Staff Analysis:  Gulf’s current RSVP rate schedule and associated agreement include a provision that the initial term of service under the rate shall be one year.  To discontinue service under the RSVP rate, customers must provide a thirty day written notice.  Gulf has proposed to eliminate the requirement that customers remain for a minimum of one year on the RSVP rate.  Customers will still be required to provide Gulf with a thirty day written notice if they wish to return to the standard residential (RS) rate.

Gulf has received feedback from its customers that the requirement to remain on the RSVP rate for a minimum of one year can be a deterrent to customers who are interested in the program.  Gulf believes that since the program entails a new concept for purchasing electricity, some customers are unsure whether or not they want to make a one-year commitment.  Gulf states that most of the customers that sign the RSVP agreement are satisfied, and remain on the program.

 

Gulf installs the energy management equipment at the customer’s residence at no charge upon the customer’s initial request for RSVP service.  If the same customer requests service at the same residence under the RSVP rate after returning to the RS rate, they will be charged $179 for re-installation costs.  In addition, the tariff includes a $109 charge for removal of the equipment if a customer elects to return to the RS rate after participating in the program for a second time.  These charges are intended to cover additional installation and removal costs.  

 

Staff believes that allowing customers to take service under the RSVP rate for less than one year is appropriate.  Removal of the initial one-year participation requirement should result in a greater number of customers choosing to participate in Gulf’s AEM program.  A higher participation rate should result in greater peak demand reduction, and thus increase the conservation benefits associated with the program.  Gulf’s proposed RSVP rate schedule and associated agreement revisions should therefore be approved.

           
Issue
2:  Should this docket be closed?

Recommendation:  Yes.  If Issue 1 is approved, this tariff should become effective on January 18, 2005.  If a protest is filed within 21 days of the issuance of the order, the tariff should remain in effect with any revenues held subject to refund pending resolution of the protest.  If no timely protest is filed, this docket should be closed upon the issuance of a consummating order. (Brown)

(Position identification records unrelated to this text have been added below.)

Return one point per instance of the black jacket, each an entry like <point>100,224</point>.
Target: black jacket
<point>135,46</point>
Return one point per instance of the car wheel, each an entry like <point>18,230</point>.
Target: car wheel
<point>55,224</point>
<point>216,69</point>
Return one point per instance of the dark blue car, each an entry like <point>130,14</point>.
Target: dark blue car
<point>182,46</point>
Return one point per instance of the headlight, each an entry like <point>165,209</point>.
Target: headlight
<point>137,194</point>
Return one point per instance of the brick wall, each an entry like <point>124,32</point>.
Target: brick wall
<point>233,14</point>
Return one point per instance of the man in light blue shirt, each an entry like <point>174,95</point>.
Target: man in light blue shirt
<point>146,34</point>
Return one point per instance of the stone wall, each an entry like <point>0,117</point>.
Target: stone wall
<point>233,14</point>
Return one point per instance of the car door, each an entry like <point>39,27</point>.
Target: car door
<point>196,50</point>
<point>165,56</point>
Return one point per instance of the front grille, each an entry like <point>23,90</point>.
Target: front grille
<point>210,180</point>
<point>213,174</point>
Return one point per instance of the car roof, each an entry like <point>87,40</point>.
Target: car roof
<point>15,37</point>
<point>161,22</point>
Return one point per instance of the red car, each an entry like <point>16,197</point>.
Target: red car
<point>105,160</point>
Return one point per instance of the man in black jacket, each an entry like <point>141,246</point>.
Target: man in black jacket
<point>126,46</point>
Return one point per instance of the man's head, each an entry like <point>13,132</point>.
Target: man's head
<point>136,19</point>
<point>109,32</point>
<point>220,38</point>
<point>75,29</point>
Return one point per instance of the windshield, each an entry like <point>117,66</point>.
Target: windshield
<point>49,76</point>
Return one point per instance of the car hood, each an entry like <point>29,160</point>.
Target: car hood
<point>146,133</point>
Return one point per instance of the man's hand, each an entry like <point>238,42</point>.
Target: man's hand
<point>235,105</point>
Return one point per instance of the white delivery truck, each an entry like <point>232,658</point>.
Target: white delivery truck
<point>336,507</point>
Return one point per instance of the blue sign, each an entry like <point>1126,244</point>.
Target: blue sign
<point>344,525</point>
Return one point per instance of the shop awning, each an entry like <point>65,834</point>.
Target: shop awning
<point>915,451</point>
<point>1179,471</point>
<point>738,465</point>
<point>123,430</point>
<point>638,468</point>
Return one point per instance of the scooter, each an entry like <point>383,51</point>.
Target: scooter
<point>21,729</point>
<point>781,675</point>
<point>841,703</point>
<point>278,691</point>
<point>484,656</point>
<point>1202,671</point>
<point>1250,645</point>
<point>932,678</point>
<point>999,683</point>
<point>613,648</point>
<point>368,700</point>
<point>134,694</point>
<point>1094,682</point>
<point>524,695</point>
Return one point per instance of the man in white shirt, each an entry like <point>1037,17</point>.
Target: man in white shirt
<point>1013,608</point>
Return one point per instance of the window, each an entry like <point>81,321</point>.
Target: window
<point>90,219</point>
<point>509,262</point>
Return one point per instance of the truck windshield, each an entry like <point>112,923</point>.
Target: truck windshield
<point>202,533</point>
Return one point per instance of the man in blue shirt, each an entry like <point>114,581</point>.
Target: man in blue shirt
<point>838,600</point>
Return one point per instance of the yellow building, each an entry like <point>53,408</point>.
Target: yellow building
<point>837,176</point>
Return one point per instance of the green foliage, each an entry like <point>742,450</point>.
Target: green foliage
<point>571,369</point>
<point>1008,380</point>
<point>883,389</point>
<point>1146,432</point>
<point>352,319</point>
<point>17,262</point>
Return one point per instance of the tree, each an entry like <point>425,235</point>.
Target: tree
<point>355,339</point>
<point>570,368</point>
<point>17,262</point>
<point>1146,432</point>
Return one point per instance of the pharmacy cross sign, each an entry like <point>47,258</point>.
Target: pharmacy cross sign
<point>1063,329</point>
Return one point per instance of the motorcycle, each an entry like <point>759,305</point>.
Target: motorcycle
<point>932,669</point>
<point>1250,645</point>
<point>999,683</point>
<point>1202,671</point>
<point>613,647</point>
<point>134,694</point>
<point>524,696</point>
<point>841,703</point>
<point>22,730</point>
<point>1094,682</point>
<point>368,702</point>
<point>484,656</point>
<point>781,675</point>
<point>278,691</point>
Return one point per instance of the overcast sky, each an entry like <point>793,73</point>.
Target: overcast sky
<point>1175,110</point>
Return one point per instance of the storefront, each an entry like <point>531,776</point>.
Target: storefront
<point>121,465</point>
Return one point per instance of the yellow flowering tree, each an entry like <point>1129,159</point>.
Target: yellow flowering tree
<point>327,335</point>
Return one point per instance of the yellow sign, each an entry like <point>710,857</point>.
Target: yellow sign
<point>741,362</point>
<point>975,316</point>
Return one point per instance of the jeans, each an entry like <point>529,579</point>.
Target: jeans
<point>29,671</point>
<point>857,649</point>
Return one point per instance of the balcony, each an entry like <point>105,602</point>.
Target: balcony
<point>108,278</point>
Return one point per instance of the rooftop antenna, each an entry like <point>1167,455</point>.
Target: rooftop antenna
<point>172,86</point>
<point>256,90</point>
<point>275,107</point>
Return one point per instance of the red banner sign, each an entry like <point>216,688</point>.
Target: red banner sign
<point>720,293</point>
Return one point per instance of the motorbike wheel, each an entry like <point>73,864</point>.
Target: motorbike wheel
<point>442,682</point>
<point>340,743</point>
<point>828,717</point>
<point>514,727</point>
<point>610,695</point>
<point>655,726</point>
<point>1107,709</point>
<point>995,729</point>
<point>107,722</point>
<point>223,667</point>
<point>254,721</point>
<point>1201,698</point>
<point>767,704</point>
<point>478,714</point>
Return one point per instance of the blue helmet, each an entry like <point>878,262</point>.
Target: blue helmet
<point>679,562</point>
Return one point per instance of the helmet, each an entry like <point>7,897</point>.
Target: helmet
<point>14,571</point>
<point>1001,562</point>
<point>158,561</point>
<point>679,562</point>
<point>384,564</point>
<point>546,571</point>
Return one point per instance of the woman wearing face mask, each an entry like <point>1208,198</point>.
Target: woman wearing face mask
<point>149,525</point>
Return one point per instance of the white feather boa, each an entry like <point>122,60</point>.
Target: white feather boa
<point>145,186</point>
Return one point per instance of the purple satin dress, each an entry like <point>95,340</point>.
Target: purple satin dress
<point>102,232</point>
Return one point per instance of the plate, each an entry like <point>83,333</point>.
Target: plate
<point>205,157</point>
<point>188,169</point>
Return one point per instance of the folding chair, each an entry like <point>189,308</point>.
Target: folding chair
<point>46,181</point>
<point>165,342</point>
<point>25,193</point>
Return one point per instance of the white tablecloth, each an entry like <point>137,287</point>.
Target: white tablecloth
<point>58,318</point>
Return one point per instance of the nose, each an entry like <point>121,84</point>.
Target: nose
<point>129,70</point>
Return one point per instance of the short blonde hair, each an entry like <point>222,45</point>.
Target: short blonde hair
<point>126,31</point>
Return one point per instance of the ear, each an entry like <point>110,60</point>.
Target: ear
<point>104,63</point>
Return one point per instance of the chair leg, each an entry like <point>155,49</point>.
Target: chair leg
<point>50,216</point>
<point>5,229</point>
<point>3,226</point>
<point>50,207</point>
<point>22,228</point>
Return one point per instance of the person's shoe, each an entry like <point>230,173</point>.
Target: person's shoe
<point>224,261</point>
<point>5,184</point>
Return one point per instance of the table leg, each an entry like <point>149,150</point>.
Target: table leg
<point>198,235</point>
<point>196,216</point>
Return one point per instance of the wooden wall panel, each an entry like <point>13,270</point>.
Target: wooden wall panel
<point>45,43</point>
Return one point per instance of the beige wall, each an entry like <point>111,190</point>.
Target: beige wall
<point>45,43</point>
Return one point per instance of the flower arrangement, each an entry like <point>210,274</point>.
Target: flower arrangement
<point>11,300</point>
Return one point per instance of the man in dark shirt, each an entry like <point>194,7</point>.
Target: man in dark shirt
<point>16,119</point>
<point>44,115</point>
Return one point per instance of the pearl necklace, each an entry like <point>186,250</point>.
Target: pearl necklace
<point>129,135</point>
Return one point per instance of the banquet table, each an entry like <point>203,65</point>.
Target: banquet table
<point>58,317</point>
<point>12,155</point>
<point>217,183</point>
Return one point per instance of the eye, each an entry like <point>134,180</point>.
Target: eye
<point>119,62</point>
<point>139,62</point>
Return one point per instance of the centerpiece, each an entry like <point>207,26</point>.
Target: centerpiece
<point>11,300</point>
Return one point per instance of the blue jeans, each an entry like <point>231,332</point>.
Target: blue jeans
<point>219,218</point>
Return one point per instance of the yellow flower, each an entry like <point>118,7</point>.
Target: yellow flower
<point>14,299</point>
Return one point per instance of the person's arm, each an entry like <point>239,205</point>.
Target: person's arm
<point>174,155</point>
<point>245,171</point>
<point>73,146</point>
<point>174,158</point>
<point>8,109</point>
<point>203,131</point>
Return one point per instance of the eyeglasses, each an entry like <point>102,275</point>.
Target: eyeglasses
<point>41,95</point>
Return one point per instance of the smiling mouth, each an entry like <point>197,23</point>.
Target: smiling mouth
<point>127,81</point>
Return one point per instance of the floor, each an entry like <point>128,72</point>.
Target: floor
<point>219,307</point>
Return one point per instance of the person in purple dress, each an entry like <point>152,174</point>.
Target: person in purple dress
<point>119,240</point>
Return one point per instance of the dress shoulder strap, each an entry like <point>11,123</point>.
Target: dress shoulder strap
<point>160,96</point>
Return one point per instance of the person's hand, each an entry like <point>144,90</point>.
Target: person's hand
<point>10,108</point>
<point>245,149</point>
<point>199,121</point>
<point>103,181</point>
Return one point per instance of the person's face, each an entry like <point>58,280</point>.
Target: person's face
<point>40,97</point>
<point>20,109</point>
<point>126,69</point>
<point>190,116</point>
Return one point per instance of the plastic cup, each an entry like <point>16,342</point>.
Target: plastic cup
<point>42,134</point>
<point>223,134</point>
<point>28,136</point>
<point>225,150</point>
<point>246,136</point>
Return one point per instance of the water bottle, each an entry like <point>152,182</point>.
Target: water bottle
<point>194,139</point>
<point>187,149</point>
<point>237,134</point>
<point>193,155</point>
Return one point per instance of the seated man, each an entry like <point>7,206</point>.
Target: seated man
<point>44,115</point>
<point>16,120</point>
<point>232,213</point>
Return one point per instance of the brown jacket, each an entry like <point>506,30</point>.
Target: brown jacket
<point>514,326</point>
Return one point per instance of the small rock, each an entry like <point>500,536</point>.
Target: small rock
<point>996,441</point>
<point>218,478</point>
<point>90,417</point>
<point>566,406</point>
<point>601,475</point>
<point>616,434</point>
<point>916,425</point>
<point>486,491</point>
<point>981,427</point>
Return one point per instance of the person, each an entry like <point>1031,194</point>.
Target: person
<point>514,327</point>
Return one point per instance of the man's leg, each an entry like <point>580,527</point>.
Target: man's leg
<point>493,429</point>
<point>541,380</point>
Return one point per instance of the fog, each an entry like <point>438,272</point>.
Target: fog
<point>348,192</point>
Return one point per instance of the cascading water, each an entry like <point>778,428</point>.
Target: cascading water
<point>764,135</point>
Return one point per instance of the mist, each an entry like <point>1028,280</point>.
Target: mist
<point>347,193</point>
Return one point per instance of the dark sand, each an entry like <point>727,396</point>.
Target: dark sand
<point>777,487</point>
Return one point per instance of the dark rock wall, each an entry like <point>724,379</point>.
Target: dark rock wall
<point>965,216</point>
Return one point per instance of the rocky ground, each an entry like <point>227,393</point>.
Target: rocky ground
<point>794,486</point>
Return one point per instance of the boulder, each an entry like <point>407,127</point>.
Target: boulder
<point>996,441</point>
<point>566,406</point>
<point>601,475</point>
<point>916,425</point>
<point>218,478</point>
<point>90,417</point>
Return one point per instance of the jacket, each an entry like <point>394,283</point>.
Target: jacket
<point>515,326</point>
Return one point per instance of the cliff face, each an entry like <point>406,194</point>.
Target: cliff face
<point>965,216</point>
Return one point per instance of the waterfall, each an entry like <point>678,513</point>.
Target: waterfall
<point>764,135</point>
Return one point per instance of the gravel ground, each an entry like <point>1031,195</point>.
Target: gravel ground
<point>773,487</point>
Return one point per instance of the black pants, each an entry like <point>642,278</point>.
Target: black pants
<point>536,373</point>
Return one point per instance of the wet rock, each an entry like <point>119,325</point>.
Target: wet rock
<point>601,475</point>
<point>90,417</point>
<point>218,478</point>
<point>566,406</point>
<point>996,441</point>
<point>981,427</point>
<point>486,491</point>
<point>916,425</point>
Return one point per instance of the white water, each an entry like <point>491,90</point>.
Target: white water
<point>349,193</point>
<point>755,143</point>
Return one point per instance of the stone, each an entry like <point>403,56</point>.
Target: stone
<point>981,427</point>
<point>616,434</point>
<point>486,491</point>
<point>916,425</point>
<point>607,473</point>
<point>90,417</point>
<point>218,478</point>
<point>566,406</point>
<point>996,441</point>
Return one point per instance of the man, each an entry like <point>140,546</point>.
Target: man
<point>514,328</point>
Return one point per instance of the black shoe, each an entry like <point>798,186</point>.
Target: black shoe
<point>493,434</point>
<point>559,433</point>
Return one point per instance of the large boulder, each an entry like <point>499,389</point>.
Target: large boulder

Staff Analysis:  If Issue 1 is approved, this tariff should become effective on January 18, 2005.  If a protest is filed within 21 days of the issuance of the order, the tariff should remain in effect with any revenues held subject to refund pending resolution of the protest.  If no timely protest is filed, this docket should be closed upon the issuance of a consummating order.